English musical artist (1936–2021)

Russ Sainty (born Alfred Charles Sainty; April 1936 -28 November 2021) was an English rock and roll and pop singer.

==Life and career==
Sainty was born in Leyton, Essex. He first performed as a singer with the Buddy Monroe Five, before becoming a regular at the 2i's Coffee Bar in Soho. He was a contemporary of Cliff Richard and the Shadows, and was often backed by Tony Sheridan's band. He then joined a band, the Nu-Notes, who became known around London for performing versions of current American hit records. Around this time, he adopted the professional name of Russ Sainty. In late 1958 he turned down the chance to record Lionel Bart's song "Living Doll", which became a hit for Cliff Richard.

In 1959, Sainty passed an audition for the BBC, which led to him making regular appearances on radio programmes including Saturday Club. He was the opening act at the Butlin's holiday camp in Bognor Regis, and in 1960 at the California Ballroom in Dunstable, where he became a regular performer.

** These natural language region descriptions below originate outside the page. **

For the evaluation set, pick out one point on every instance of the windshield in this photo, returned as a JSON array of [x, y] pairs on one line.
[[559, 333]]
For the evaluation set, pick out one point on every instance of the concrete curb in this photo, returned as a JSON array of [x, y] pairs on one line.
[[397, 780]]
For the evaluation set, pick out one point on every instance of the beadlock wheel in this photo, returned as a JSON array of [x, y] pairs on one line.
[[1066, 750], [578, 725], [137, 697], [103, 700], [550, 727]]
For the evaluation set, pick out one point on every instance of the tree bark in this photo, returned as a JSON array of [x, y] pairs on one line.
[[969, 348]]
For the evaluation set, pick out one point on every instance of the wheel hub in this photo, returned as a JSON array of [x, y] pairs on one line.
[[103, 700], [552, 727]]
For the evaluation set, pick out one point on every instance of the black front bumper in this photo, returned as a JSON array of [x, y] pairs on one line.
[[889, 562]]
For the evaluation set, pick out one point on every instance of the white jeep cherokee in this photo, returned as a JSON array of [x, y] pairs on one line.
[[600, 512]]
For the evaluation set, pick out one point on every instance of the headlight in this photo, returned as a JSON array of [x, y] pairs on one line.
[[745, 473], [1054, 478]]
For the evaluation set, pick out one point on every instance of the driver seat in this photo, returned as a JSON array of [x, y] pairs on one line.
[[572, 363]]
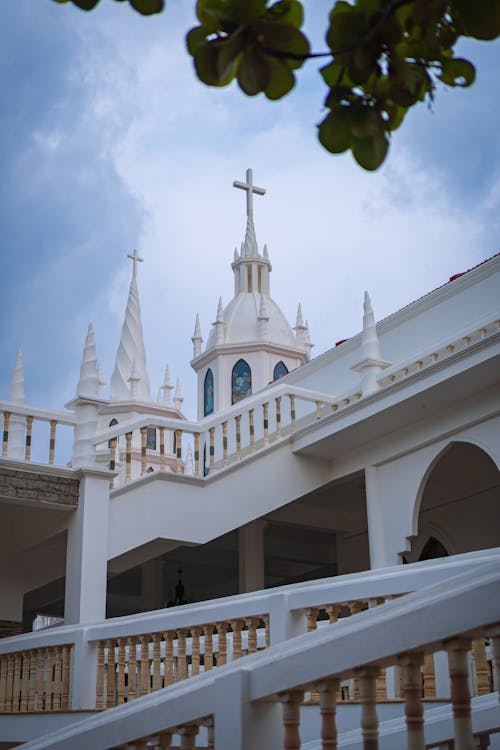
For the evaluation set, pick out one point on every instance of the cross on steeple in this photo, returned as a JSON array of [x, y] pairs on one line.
[[135, 257], [250, 188]]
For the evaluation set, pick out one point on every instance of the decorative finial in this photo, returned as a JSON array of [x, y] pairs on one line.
[[135, 258], [178, 398], [16, 392], [197, 337], [188, 464], [88, 385], [166, 387]]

Sainty released several singles on various record labels, including Decca, Top Rank, and His Master's Voice in the early 1960s. None became chart hits, but he is best remembered for his version of "Send Me the Pillow You Dream On", a hit at the time for Johnny Tillotson. In 1963, he performed at the top of a bill with support from The Rolling Stones. He continued performing regularly at the California Ballroom until 1965, making a total of 338 appearances there.

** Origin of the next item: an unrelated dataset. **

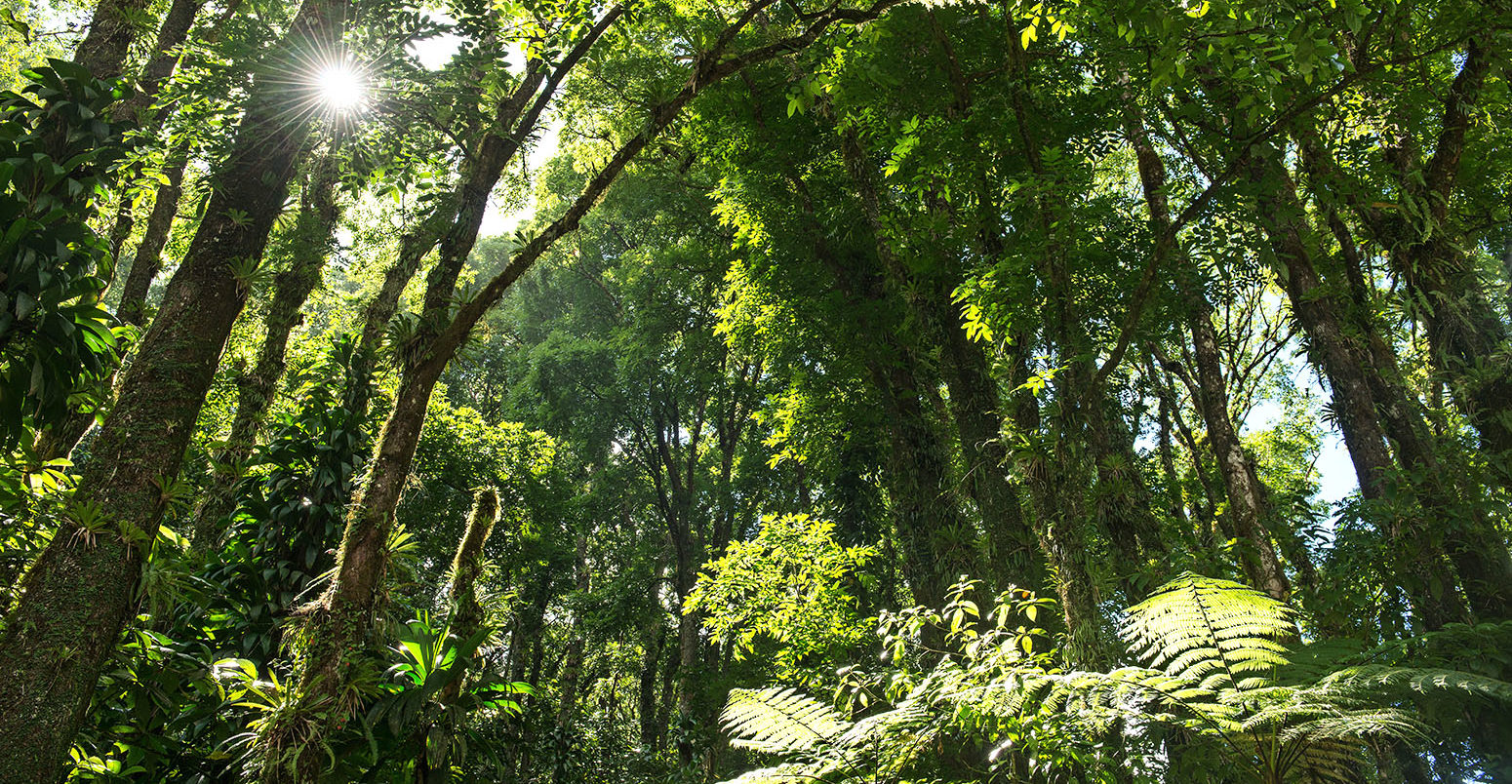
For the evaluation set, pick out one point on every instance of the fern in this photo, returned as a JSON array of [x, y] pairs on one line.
[[1215, 653], [1214, 632], [780, 721]]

He married and opened a restaurant, and continued to perform in clubs in Britain and South Africa, as well as on cruise ships. In 1982, he became entertainments manager for Warners at Hayling Island. He later performed as a member of The Dallas Boys, as well as making occasional solo appearances. In 2008 he published an autobiography, King of the 'Cali.

He died in 2021, aged 85.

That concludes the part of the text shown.